Il y a aussi un manque flagrant de cohérence dans le texte. L’auteur utilise le système métrique pour donner une idée de la dimension de la grotte qui sert de porte d’entrée au repaire du général Biggerman. Deux pages plus loin, il exprime en pieds la longueur du couloir emprunté par les protagonistes. Ailleurs, dans une même scène, Mlle St-André passe du tutoiement au vouvoiement avec la même interlocutrice. En outre, plusieurs mots sont utilisés à mauvais escient. Tel prisonnier se fait imposer un bâillon… sur les yeux ! Autre exemple patent : « Elle a enfin l’affirmation que toutes ses hypothèses sont fondées. »

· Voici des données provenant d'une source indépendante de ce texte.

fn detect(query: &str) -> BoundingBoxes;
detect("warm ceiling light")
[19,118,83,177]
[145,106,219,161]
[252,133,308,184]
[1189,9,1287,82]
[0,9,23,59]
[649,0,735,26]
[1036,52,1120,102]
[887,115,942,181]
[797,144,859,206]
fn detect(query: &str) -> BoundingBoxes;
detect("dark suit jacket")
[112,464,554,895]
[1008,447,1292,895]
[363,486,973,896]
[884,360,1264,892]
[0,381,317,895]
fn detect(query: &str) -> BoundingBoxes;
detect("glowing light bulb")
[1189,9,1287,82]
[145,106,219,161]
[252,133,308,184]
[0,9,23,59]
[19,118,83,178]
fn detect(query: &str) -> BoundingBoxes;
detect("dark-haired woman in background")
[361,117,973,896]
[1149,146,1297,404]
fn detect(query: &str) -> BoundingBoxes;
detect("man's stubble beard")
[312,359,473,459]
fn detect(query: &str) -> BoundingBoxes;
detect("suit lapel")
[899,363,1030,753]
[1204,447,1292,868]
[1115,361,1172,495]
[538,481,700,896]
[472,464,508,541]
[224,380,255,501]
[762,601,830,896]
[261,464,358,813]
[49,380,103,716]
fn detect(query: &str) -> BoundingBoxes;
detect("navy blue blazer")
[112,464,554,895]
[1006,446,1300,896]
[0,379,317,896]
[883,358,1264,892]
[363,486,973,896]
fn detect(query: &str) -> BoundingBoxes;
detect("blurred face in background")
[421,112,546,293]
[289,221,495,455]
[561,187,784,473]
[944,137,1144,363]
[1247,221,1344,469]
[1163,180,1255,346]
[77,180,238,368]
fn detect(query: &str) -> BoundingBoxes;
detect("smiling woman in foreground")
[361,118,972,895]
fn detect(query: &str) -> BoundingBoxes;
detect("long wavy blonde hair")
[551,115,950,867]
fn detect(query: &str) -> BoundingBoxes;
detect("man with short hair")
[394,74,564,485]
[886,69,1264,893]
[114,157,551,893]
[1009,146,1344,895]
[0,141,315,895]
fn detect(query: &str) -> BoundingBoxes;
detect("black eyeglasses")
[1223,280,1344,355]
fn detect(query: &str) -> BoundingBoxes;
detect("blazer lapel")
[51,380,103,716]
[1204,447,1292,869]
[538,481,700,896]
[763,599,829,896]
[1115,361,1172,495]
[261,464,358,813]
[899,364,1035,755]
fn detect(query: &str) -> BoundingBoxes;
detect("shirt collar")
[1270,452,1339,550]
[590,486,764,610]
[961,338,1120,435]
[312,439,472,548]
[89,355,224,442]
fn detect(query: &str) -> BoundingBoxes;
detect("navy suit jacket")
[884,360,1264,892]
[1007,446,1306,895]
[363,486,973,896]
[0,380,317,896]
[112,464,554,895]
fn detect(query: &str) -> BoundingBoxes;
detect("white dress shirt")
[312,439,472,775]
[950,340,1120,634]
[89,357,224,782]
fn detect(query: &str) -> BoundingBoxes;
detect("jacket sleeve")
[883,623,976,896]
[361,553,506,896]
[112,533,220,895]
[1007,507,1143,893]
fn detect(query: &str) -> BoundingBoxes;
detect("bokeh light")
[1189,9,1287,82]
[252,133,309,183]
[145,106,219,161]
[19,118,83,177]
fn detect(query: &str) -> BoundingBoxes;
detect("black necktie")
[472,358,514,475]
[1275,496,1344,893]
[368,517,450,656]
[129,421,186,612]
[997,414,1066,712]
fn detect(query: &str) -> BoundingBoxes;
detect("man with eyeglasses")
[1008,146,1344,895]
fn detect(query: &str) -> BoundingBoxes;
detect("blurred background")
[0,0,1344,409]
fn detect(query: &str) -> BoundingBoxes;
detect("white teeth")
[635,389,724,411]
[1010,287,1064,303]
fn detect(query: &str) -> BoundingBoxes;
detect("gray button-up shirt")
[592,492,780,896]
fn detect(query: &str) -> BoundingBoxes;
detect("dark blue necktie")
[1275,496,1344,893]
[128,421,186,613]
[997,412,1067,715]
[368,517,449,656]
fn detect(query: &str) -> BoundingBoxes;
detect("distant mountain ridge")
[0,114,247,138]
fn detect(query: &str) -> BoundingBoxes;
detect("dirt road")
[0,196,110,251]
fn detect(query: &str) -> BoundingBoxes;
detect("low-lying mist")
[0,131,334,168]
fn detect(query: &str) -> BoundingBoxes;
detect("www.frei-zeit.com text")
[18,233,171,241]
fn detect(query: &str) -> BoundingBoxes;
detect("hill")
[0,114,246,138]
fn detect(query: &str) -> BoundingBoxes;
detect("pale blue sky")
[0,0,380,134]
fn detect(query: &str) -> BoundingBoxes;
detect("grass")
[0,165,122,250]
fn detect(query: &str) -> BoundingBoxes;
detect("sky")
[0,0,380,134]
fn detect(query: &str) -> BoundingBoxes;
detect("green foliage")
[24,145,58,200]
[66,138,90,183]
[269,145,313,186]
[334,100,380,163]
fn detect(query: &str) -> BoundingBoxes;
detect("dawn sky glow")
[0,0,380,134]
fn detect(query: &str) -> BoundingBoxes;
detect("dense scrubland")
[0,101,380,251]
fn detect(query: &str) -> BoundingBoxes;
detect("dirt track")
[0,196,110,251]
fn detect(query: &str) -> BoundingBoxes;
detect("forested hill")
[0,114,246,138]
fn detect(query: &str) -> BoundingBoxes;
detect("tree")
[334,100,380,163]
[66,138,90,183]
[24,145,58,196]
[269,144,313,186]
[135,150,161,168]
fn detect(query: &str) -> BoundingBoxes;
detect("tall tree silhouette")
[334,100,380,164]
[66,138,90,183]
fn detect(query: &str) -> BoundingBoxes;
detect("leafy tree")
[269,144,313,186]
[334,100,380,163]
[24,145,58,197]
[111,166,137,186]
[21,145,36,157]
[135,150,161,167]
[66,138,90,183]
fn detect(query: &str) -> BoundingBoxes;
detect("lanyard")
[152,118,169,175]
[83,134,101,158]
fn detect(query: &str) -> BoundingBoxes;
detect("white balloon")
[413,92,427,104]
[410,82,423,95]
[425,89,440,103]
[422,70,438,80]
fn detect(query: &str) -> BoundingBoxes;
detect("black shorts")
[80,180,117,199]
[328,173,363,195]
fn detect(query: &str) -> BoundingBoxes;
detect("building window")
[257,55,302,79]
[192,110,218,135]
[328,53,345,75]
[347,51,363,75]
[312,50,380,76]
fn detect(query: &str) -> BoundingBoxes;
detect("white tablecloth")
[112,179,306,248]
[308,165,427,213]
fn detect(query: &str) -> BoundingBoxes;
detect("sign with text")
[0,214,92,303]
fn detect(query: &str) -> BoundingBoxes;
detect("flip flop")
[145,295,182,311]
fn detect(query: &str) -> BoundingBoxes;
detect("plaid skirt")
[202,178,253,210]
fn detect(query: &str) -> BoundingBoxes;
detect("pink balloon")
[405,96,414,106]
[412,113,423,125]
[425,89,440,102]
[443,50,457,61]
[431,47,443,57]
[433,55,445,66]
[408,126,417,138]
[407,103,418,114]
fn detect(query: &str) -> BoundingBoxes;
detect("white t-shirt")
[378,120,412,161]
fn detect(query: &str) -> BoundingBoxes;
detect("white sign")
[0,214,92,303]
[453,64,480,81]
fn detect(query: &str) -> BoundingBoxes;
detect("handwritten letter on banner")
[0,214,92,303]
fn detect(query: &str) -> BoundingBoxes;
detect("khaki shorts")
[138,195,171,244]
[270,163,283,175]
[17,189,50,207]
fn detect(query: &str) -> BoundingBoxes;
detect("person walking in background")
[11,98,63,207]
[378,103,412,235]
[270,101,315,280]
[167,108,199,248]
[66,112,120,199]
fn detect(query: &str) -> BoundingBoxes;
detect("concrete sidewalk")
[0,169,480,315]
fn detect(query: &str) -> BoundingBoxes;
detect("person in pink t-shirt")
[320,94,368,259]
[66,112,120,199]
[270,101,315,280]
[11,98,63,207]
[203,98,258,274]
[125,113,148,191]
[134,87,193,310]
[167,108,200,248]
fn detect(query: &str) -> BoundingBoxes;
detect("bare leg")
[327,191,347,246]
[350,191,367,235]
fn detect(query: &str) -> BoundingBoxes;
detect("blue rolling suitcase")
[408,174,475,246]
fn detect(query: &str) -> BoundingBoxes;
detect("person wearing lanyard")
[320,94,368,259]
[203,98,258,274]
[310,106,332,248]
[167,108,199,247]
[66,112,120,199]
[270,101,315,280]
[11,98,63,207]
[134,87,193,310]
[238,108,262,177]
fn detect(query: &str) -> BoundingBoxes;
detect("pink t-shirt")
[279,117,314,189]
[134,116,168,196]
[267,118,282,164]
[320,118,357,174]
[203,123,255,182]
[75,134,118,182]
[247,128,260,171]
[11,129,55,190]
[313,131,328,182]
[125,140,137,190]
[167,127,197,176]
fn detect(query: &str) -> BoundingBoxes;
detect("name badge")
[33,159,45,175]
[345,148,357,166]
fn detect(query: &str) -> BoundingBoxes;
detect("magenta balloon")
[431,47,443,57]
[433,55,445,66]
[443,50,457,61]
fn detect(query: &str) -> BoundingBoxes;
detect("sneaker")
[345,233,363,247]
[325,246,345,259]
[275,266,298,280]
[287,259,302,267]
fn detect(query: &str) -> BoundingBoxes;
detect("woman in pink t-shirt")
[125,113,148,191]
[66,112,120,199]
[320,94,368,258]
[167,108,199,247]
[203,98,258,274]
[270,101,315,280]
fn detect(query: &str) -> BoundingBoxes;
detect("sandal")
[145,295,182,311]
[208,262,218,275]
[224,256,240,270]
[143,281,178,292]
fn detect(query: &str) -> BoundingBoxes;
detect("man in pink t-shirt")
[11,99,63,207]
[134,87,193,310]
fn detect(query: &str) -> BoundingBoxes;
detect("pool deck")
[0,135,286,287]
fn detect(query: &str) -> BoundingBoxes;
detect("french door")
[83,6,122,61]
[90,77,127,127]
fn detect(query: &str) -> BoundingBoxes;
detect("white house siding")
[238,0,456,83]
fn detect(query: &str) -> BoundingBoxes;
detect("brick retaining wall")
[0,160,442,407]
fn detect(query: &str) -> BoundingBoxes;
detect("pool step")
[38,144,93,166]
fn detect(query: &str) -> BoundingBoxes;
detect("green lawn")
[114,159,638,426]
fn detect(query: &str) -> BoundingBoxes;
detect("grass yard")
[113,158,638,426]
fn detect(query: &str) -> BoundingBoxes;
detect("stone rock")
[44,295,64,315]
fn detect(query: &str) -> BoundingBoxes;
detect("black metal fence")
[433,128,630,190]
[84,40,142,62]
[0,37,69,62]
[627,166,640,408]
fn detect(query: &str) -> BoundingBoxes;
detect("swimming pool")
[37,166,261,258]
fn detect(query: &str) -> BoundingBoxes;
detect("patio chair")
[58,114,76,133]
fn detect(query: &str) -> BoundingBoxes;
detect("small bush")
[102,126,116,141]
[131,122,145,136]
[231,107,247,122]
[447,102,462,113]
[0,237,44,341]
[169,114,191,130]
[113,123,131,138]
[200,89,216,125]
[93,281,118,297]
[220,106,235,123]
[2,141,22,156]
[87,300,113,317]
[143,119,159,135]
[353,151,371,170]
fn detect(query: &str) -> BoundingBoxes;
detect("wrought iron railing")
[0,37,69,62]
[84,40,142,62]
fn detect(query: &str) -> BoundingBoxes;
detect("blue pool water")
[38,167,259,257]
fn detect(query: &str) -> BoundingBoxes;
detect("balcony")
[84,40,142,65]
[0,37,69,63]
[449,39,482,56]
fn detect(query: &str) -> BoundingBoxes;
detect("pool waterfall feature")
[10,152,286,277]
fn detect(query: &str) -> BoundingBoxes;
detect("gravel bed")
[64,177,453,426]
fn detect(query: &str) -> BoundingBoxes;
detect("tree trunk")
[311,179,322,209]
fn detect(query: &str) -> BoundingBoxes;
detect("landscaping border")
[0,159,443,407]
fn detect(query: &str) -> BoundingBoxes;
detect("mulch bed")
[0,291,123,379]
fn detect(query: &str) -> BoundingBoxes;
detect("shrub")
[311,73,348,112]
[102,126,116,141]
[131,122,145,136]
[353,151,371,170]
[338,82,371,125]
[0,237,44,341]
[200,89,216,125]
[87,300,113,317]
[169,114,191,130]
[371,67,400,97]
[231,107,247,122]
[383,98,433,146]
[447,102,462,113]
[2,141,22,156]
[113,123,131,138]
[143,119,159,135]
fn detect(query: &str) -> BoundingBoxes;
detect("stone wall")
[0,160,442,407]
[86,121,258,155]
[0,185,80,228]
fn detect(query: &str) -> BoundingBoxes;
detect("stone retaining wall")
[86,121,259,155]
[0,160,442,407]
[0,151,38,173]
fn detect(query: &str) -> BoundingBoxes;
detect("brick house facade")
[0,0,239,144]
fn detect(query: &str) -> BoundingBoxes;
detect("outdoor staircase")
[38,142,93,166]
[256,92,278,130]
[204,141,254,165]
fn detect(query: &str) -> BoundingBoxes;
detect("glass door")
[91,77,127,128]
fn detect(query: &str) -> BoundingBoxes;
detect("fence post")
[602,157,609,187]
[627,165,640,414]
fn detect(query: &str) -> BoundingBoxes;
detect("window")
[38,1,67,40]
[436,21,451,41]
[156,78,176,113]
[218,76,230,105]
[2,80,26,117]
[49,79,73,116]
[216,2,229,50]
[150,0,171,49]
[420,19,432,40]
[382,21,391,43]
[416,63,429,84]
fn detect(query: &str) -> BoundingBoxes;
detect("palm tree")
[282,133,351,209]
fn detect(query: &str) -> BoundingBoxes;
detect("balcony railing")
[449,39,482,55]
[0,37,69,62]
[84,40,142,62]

Au demeurant, Le Tabacinium, avec sa figure de mégalomane fou qui veut imposer à tous un « monde meilleur » – « où les classes sociales seront beaucoup plus compartimentées, où les faibles de corps et d’esprit seront éliminés » – et ses personnages d’espions, relève davantage du roman d’espionnage que du roman de science-fiction. Si ce n’était la situation politique improbable de l’île Blanche – une quasi-utopie du fait de son existence même – et les propriétés révolutionnaires du tabacinium, il n’y aurait pas lieu d’inclure ce roman dans le corpus SF. La même question d’appartenance générique s’était posée dans le cas de la série Unipax de Maurice Gagnon mais là, la qualité de l’œuvre ne faisait pas de doute. [CJ]
- Source : Les Années d'éclosion (1970-1978), Alire, p. 317-319.